As you're probably aware, Nehalem's desktop iteration, the Core i7, is the fastest desktop CPU available currently. It's a significant improvement from Penryn in most things, especially in well multithread code. A quick chat with one of the most important people in the HPC scene shows this will also be the case for this particular market.
Kazushige Goto is the creator and lead developer of the GotoBLAS, the top performing basic linear algebra implementation; one that is even faster than Intel's own Math Kernel Libraries.
BLAS implementations are extensively used in scientific calculations and are also used in Linpack, one of the leading HPC benchmarks today, and one of the most commonly used to help tune the performance of supercomputers around the world.
Kazushige is currently tuning the GotoBLAS library for Nehalem CPUs and has already achieved remarkable results with Nehalem, and the work is still not complete.
These are efficiency results, compared to the theoretical peak performance:
AMD Opteron "Shangai" 6MB L3 : 90% of peak
Intel "Nehalem" Core i7 : 95.2% of peak
Intel Itanium 2 : 95.6% of peak
Nehalem is able to achieve a remarkable result in Linpack.

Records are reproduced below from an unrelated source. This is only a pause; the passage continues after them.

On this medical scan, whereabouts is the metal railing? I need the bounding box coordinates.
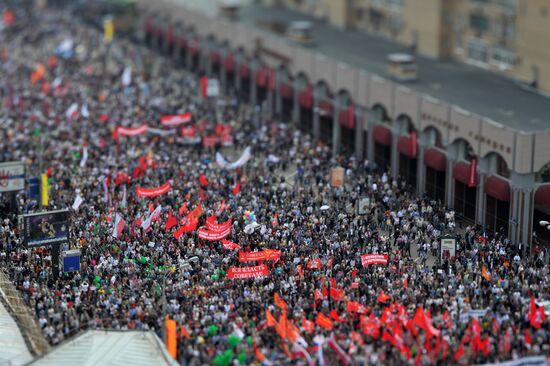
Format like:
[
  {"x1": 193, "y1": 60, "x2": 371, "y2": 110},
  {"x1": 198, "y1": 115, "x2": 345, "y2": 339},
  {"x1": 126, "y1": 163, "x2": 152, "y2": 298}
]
[{"x1": 0, "y1": 270, "x2": 50, "y2": 356}]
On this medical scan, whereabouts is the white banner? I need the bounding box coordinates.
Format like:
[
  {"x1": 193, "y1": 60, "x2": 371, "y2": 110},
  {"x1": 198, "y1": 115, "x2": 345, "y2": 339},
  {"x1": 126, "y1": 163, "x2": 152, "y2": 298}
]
[{"x1": 216, "y1": 146, "x2": 252, "y2": 169}]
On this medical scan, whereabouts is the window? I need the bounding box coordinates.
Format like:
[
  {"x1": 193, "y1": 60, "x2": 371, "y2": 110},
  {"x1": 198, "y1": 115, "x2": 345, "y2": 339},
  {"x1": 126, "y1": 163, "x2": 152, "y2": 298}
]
[
  {"x1": 470, "y1": 14, "x2": 489, "y2": 33},
  {"x1": 493, "y1": 47, "x2": 516, "y2": 69},
  {"x1": 468, "y1": 39, "x2": 489, "y2": 63},
  {"x1": 495, "y1": 0, "x2": 518, "y2": 13}
]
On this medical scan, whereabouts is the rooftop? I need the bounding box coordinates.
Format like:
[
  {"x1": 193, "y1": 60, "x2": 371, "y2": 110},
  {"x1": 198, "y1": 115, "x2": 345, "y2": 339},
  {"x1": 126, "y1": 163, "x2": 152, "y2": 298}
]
[{"x1": 239, "y1": 4, "x2": 550, "y2": 132}]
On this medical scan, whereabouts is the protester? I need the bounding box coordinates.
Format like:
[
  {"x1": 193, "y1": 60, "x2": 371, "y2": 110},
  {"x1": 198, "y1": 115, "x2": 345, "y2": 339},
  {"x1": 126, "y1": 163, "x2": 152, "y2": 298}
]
[{"x1": 0, "y1": 3, "x2": 550, "y2": 365}]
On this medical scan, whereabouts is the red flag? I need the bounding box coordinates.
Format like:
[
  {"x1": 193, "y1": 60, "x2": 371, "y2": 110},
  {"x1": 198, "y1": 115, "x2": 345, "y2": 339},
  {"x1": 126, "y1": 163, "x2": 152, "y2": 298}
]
[
  {"x1": 265, "y1": 309, "x2": 277, "y2": 327},
  {"x1": 330, "y1": 287, "x2": 344, "y2": 301},
  {"x1": 468, "y1": 159, "x2": 477, "y2": 187},
  {"x1": 231, "y1": 180, "x2": 241, "y2": 196},
  {"x1": 315, "y1": 313, "x2": 334, "y2": 330},
  {"x1": 454, "y1": 343, "x2": 464, "y2": 362},
  {"x1": 378, "y1": 290, "x2": 390, "y2": 303},
  {"x1": 166, "y1": 210, "x2": 178, "y2": 230},
  {"x1": 302, "y1": 319, "x2": 315, "y2": 333},
  {"x1": 182, "y1": 202, "x2": 191, "y2": 215},
  {"x1": 273, "y1": 292, "x2": 287, "y2": 311},
  {"x1": 199, "y1": 174, "x2": 208, "y2": 187},
  {"x1": 523, "y1": 329, "x2": 533, "y2": 345},
  {"x1": 328, "y1": 309, "x2": 345, "y2": 323}
]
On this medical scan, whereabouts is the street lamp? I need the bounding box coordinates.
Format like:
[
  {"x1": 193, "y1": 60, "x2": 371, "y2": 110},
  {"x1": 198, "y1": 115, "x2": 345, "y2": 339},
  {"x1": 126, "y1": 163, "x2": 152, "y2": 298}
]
[{"x1": 162, "y1": 256, "x2": 199, "y2": 344}]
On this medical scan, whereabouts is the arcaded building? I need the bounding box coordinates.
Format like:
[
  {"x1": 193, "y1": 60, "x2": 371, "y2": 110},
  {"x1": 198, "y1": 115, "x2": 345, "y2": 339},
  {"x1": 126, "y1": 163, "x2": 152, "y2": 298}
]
[{"x1": 143, "y1": 0, "x2": 550, "y2": 252}]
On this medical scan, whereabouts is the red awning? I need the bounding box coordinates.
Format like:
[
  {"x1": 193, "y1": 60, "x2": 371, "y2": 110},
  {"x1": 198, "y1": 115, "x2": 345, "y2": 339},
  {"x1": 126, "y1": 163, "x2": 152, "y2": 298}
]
[
  {"x1": 453, "y1": 161, "x2": 478, "y2": 185},
  {"x1": 256, "y1": 65, "x2": 268, "y2": 88},
  {"x1": 224, "y1": 52, "x2": 235, "y2": 72},
  {"x1": 485, "y1": 175, "x2": 510, "y2": 202},
  {"x1": 298, "y1": 86, "x2": 313, "y2": 109},
  {"x1": 397, "y1": 136, "x2": 416, "y2": 159},
  {"x1": 318, "y1": 100, "x2": 332, "y2": 118},
  {"x1": 424, "y1": 148, "x2": 447, "y2": 172},
  {"x1": 338, "y1": 105, "x2": 355, "y2": 130},
  {"x1": 239, "y1": 64, "x2": 250, "y2": 79},
  {"x1": 210, "y1": 52, "x2": 221, "y2": 65},
  {"x1": 372, "y1": 125, "x2": 391, "y2": 146},
  {"x1": 535, "y1": 184, "x2": 550, "y2": 206},
  {"x1": 279, "y1": 83, "x2": 294, "y2": 99}
]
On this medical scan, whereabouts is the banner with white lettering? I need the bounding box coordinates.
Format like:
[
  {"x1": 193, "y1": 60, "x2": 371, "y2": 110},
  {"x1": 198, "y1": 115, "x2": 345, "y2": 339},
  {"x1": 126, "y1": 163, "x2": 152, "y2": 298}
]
[
  {"x1": 227, "y1": 264, "x2": 269, "y2": 278},
  {"x1": 216, "y1": 146, "x2": 252, "y2": 169},
  {"x1": 361, "y1": 254, "x2": 388, "y2": 267}
]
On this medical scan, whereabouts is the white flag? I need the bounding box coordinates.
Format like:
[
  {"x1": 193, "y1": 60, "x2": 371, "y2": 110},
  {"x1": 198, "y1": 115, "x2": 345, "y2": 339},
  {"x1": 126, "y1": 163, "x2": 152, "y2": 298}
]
[
  {"x1": 80, "y1": 147, "x2": 88, "y2": 168},
  {"x1": 113, "y1": 213, "x2": 126, "y2": 238},
  {"x1": 73, "y1": 194, "x2": 84, "y2": 211},
  {"x1": 122, "y1": 66, "x2": 132, "y2": 86},
  {"x1": 141, "y1": 205, "x2": 162, "y2": 230}
]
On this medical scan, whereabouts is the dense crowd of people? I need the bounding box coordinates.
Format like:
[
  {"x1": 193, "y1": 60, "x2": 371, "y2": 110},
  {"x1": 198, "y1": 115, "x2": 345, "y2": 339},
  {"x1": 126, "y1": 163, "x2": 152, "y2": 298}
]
[{"x1": 0, "y1": 3, "x2": 550, "y2": 365}]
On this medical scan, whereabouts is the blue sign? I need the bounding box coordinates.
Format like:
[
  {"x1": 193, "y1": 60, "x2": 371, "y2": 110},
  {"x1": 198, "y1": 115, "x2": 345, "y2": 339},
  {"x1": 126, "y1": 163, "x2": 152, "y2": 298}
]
[
  {"x1": 63, "y1": 250, "x2": 80, "y2": 272},
  {"x1": 29, "y1": 177, "x2": 40, "y2": 200}
]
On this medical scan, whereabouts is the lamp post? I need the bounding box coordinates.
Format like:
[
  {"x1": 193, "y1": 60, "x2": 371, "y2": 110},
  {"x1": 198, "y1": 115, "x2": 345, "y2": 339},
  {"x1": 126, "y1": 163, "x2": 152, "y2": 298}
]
[{"x1": 162, "y1": 256, "x2": 199, "y2": 344}]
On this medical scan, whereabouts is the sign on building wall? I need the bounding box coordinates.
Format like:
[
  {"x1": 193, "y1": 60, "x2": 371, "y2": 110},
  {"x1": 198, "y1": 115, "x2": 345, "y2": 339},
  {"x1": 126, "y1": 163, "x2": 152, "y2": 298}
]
[
  {"x1": 23, "y1": 210, "x2": 69, "y2": 247},
  {"x1": 0, "y1": 161, "x2": 25, "y2": 192}
]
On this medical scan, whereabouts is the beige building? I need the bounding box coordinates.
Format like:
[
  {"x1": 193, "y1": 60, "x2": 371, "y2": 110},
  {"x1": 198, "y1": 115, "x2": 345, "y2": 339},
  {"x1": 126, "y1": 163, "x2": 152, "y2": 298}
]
[{"x1": 272, "y1": 0, "x2": 550, "y2": 93}]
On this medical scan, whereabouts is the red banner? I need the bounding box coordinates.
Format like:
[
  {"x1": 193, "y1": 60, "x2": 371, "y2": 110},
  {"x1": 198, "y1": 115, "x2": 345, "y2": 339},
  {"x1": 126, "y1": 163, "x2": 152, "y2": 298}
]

Although this is mostly a synthetic result, well tuned programs can come close to these numbers. Hyper Threading is disabled, since it doesn't provide benefits for these applications: the execution units are always well fed.
Since these results concern efficiency, AMD is in trouble. One of the last strongholds that the Opteron holded was the HPC market, where the "Barcelona" core outshined the Core architecture based Xeons were not as good; especially when looking at four socket applications, due to it's traditional FSB implementation. I'm working with 1333MHz FSB Penryn based Xeons which limit me to use 6 cores instead of the eight available they have per node, due to bandwidth limitations.
The new Xeon "Gainestown" fixes that since it supports QPI, the HyperTransport look alike, system interconnect - four and eifght socket systems will no longer pose a problem.
With this kind of efficiency and higher clocks(compared to the Shangai Opteron) Intel will definitely manage to grab an even larger slice of the HPC market.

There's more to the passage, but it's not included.